One of the fundamental tenets of relational databases was transactions, and to me transactions are fundamentally about composability: if I bundle together a collection of writes, that should have the same isolation guarantees as a single write by itself.
So it seems we have two conflicting desires:
-
Encountering the Halloween problem seems obviously broken (especially because as we said before, said behaviour is implementation-dependent), but
-
sometimes reads should see their own writes.
And of course you’ve probably guessed what the solution is, and it’s to define the semantics to be that an individual statement’s writes are hidden from the transaction until it completes.
There’s a couple common ways I know of to handle this. The simplest is spooling. This is where we introduce a special operator into our tree that buffers inputs until there’s no more, at which point it feeds the inputs to its parent:
Update [ (employee, salary * 1.1) ]
^
|
Spool
^
|
IndexScan [ employees_salary_index, [0, 20000) ]
Another is to control the way reads are visible. One way about thinking of visibility is that every transaction does its writes at a particular timestamp.

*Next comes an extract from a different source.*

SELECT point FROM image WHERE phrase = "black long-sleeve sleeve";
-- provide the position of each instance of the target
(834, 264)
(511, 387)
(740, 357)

One operation that you can do on timestamp-like things is to subdivide it into smaller timestamp-like things by taking its lexicographic product with another timestamp-like thing. In this way, you can create a sort of barrier between successive statements.
BEGIN -- (transaction occurs at timestamp 36)
write a = 4 -- this writes at timestamp (36, 1)
write a = a + 1 -- this writes at timestamp (36, 2) and reads at timestamp (36, 1)
read a -- this reads at timestamp (36, 2) and sees a = 5
COMMIT
The third way is to be sneaky: if the original query hadn’t been reading from a problematic index (one that reorders the rows upon mutation), then we wouldn’t have this problem. So we might observe that if we can find an acceptable index to read from, we don’t have to do any mitigation at all, and everything will just work out.
[1]: That’s a joke, but if you work at IBM and are able to smuggle me out a copy of the System R source for historical purposes I will pay you handsomely.
[2]: Of course, it’s not called that because it’s “spooky,” it’s because it was discovered on Halloween. There is a lovely interview with Don Chamberlin on the development of System R that talks about the discovery of the Halloween Problem.